Les visites diplomatiques s’enchaînent à une cadence soutenue en Turquie. Olli Rehn, commissaire européen à l’élargissement, vient d’achever une visite dans le pays.
Olli Rehn a présenté à Recep Tayyip Erdogan les propositions de la présidence finlandaise pour sortir de l’impasse chypriote. « Ce pourrait être la dernière opportunité », a-t-il prévenu. Mais, au lieu d’un règlement de la question, une nouvelle crise a été évitée de justesse à propos d’une délégation de députés européens, membres de la commission sur l’environnement. La présence, dans cette commission, d’un Chypriote grec, Marios Matsakis, connu en Turquie pour ses provocations antiturques, a rendu furieuse Ankara.
M. Rehn a également insisté sur la question de la liberté d’expression, estimant qu’il s’agissait d’une « ligne rouge » pour l’UE. Fervent partisan de l’adhésion de la Turquie, il pourrait rendre un rapport très négatif si cette question reste également en suspens. Au cours d’un entretien avec des députés turcs, M. Rehn a été interpellé par Yasar Yakis, président de la commission des affaires européennes au Parlement. Celui-ci a accusé l’UE de « mettre cette question sur la table au moment où la Turquie doit discuter de la taille des concombres ». Mais l’un des articles « liberticides » du code pénal, l’article 301, a permis à un groupuscule nationaliste de poursuivre devant les tribunaux des dizaines d’intellectuels turcs, écrivains, éditeurs, journalistes, pour « insulte à l’identité nationale turque ». Bien que le ministre de la justice, Cemil Cicek, y soit opposé, une réforme ou une abolition de cet article serait à l’étude.

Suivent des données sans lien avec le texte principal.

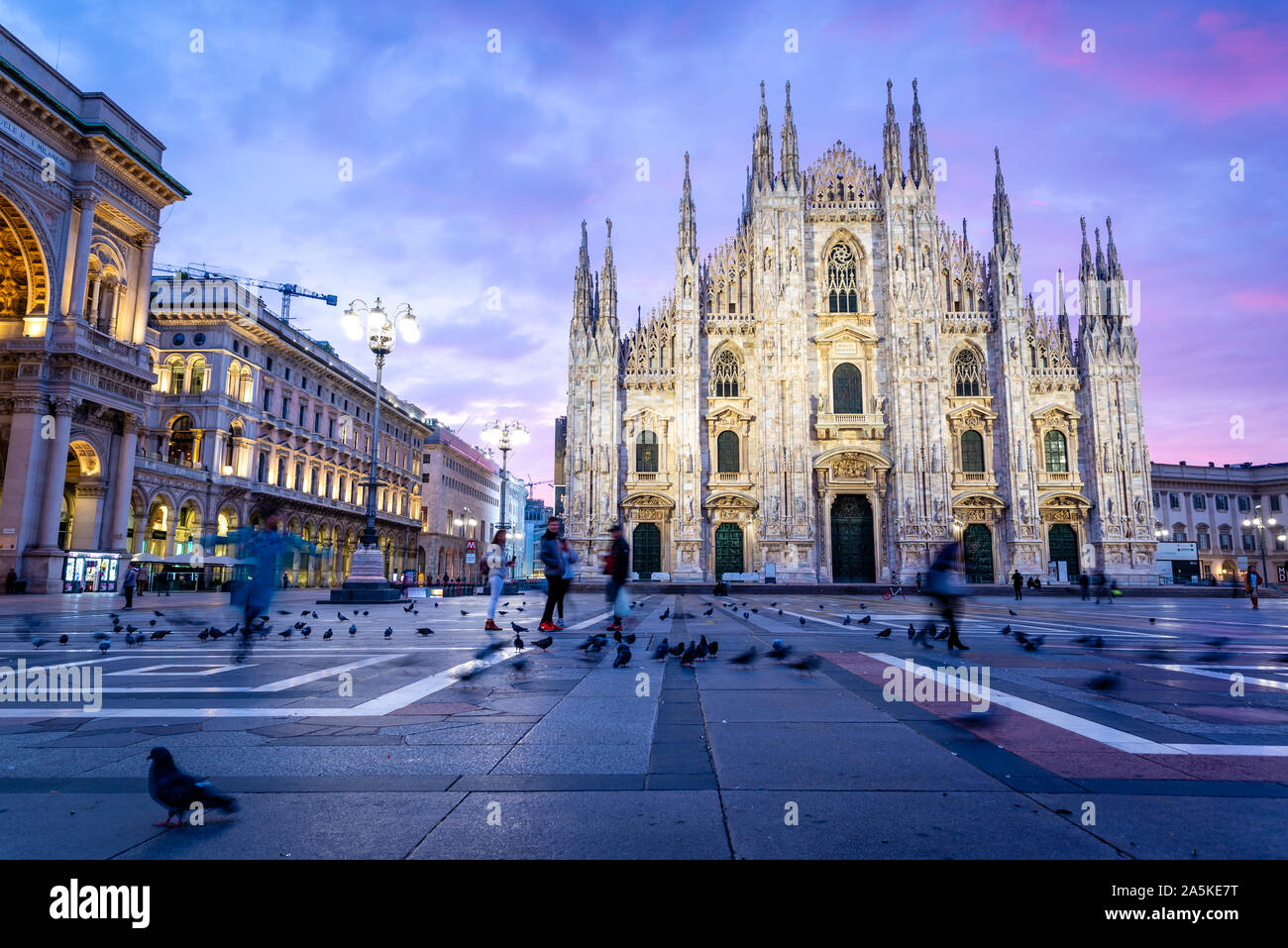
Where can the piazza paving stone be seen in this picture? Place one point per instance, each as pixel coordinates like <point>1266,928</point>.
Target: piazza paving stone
<point>623,824</point>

En revanche, M. Rehn, tout comme son collègue Louis Michel, a réaffirmé que la reconnaissance du génocide arménien ne constituait nullement un préalable à l’adhésion de la Turquie, contredisant le dernier rapport de la commission des affaires étrangères du Parlement européen, ainsi que les déclarations de Jacques Chirac en Arménie, samedi 30 septembre.

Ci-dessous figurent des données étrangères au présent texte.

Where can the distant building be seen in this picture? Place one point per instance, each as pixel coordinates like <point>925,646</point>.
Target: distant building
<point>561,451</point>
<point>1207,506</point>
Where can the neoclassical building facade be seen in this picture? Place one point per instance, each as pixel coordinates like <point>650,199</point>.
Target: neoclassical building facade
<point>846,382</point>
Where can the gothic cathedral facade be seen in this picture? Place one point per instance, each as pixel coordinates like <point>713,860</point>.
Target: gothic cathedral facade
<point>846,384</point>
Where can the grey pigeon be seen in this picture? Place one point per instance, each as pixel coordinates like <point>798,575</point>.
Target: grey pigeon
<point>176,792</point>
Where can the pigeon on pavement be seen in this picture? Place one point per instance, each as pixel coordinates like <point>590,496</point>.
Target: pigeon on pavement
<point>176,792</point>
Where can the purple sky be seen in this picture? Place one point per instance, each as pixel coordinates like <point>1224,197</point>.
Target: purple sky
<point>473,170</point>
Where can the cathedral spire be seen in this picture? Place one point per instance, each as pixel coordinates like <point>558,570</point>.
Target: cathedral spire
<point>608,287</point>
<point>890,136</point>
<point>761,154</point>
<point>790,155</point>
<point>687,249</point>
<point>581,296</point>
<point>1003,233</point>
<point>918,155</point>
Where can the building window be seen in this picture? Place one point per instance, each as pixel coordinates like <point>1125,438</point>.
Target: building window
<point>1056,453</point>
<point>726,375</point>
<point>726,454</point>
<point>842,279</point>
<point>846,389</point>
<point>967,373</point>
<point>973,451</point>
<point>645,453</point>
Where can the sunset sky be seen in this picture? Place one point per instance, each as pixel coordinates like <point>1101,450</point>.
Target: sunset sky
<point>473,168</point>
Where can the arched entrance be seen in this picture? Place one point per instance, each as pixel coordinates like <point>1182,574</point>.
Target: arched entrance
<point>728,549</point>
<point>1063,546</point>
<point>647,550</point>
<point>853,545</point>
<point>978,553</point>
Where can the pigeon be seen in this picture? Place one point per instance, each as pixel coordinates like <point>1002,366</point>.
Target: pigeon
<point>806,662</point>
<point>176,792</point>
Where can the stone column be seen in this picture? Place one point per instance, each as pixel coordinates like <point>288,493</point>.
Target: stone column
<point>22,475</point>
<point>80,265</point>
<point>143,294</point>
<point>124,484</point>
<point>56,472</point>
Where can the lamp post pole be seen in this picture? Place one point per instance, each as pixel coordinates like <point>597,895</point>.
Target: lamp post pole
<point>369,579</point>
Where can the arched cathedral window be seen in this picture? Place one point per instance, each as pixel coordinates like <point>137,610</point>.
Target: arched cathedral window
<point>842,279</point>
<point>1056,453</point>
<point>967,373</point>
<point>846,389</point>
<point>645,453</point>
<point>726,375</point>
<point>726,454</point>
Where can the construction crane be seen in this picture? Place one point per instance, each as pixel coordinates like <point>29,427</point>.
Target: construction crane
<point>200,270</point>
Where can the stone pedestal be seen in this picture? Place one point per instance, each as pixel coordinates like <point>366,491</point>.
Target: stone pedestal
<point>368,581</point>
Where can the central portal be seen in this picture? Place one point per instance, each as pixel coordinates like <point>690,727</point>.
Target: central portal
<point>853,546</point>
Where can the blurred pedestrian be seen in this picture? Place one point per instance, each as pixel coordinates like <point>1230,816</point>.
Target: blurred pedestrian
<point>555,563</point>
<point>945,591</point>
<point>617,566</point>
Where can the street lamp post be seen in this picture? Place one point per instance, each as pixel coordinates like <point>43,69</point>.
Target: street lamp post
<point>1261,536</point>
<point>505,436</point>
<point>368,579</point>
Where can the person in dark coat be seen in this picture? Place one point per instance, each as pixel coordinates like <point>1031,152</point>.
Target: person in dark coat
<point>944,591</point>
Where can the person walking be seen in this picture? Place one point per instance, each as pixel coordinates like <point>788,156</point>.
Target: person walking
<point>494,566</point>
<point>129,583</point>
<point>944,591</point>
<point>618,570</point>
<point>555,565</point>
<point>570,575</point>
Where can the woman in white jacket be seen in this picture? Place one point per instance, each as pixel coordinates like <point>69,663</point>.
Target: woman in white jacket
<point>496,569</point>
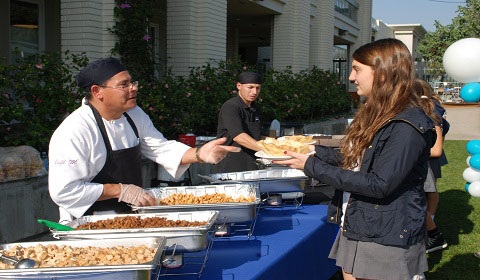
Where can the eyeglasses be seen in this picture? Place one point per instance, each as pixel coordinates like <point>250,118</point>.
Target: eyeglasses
<point>128,86</point>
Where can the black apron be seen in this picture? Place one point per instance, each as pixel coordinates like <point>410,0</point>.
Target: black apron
<point>122,166</point>
<point>244,160</point>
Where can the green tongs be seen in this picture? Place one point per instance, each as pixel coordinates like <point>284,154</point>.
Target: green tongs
<point>54,225</point>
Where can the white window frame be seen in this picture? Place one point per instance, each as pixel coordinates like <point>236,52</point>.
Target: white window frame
<point>41,26</point>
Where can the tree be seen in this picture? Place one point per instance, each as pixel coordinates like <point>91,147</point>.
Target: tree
<point>464,25</point>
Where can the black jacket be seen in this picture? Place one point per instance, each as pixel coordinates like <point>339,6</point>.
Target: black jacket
<point>387,203</point>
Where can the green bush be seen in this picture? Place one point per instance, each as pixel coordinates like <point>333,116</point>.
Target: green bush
<point>38,92</point>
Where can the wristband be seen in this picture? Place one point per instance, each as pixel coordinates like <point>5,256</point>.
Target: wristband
<point>197,155</point>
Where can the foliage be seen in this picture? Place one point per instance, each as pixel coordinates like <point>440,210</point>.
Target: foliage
<point>179,104</point>
<point>191,104</point>
<point>37,93</point>
<point>306,96</point>
<point>464,25</point>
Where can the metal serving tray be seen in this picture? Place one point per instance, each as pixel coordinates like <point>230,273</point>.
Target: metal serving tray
<point>188,239</point>
<point>228,212</point>
<point>274,180</point>
<point>126,271</point>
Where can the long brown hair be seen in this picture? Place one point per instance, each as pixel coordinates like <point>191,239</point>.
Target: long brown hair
<point>393,79</point>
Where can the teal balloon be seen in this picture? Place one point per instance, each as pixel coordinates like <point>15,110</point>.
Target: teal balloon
<point>470,92</point>
<point>475,161</point>
<point>473,147</point>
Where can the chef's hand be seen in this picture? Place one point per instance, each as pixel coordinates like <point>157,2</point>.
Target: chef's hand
<point>297,161</point>
<point>135,195</point>
<point>213,152</point>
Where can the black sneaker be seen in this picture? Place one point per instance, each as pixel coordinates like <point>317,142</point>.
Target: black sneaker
<point>436,243</point>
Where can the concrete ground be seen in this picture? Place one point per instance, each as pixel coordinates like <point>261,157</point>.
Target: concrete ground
<point>464,122</point>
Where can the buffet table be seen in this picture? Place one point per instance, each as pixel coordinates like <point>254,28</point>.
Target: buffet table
<point>287,243</point>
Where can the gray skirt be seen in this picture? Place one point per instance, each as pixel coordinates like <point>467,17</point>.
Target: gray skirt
<point>374,261</point>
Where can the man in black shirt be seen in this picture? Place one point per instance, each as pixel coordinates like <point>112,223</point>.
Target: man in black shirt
<point>239,121</point>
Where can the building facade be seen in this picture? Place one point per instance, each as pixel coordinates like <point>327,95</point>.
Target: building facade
<point>188,33</point>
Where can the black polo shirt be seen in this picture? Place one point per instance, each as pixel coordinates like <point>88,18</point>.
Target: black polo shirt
<point>234,118</point>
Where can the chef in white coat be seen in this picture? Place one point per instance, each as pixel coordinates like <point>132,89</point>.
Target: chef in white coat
<point>95,153</point>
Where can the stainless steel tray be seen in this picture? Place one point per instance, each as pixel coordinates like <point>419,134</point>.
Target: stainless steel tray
<point>188,239</point>
<point>127,271</point>
<point>228,212</point>
<point>274,180</point>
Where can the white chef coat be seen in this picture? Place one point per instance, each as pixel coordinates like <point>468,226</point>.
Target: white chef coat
<point>77,153</point>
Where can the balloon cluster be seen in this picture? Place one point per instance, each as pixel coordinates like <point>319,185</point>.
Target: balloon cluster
<point>461,61</point>
<point>472,173</point>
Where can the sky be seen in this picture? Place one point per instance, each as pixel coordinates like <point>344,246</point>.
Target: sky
<point>424,12</point>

En Turquie, la tendance n’est pas vraiment à la réforme. A huit mois d’une élection présidentielle déterminante, la candidature européenne est en train de diviser le pays en deux camps. L’AKP, le parti islamo-conservateur au pouvoir, est la cible de critiques de plus en plus virulentes de la part de l’opposition laïque et des militaires.